2 of 584 comments (clear)

  1. Re:Why is this such a bad thing? by Ambitwistor · · Score: 5, Informative

    This basically makes 3rd-party software - like you get from Fink, for example - non-existent, as far as a Mac user is concerned, because all software for Macs will have to be retrieved from this "app store".

    You're spreading FUD.

    Software for Macs will NOT have to be retrieved from the app store only. This does not kill 3rd-party software or Fink. This announcement ONLY applies to applications that are voluntarily listed in the app store by their developers. Developers do not have to use the app store to distribute their apps.

    It is possible that Apple may someday require all apps go through the app store, as you suggest, but that's not what this announcement is about.

  2. Re:Cue Apple fans saying "That could NEVER happen" by TheRaven64 · · Score: 5, Informative

    You seem to misunderstand what the sandbox is. OS X has had a set of APIs for sandboxing applications since 10.5. The sandbox(7) man page will tell you a lot about it. This comes with a few default policies, and you can add more. If you download an app and don't trust it, then you can start it in a sandbox (there's no GUI for doing this, which sucks, but it would be a few hours work to add one).

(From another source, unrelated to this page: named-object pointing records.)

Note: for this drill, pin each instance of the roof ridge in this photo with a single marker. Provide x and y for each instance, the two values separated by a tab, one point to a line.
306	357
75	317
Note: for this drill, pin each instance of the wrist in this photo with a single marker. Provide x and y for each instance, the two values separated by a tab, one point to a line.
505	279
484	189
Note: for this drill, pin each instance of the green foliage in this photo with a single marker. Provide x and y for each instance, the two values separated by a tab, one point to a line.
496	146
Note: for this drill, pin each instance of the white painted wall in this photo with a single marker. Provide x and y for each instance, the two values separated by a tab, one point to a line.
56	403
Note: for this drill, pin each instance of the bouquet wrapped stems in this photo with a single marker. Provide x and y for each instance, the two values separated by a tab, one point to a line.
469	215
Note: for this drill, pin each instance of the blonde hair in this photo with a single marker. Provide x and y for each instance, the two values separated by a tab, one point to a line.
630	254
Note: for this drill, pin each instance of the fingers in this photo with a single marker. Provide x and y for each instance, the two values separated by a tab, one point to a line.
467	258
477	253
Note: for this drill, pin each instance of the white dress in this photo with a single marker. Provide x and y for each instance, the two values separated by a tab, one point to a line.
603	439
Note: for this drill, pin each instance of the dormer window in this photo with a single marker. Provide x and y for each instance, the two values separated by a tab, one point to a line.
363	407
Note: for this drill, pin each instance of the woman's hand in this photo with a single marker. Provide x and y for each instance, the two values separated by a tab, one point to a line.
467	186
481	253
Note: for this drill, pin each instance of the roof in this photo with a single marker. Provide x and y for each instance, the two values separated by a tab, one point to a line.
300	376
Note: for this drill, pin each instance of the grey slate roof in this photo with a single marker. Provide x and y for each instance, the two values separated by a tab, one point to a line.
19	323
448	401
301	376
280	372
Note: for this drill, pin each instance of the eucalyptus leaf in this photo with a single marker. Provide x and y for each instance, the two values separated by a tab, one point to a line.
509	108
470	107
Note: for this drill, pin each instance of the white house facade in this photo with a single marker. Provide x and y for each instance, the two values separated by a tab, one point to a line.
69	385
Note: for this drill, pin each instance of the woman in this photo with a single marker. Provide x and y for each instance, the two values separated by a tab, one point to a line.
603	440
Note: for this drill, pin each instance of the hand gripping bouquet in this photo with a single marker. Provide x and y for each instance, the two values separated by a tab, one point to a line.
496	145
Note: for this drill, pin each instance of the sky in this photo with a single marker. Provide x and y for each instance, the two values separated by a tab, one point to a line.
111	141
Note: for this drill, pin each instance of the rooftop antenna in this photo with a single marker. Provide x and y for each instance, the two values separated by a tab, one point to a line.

    This isn't an 'authoritarian model' any more than the UNIX process model is: the kernel is the authority and any application has to go begging to it for access to anything. You can ship your own sandbox policies if you want to implement privilege separation and so on in your OS X application, and a lot of Apple's programs use it already, and have for a while - you may remember a mDNSResponder vulnerability that only affected 10.4, because it ran in a sandbox on 10.5. You can see the sandbox definition that mDNSResponder uses and it's pretty trivial to put something similar together for your own daemon.

    The only difference now is that Apple is defining a sandbox profile for normal applications and forcing developers to use it if they want their application in the App Store. It is not a whitelist of applications, it's just a default security policy that applications must work with. This is like Microsoft requiring applications to work as non-Administrator users for the Designed For... certification, or a Linux distribution rejecting suid root apps from the default repository.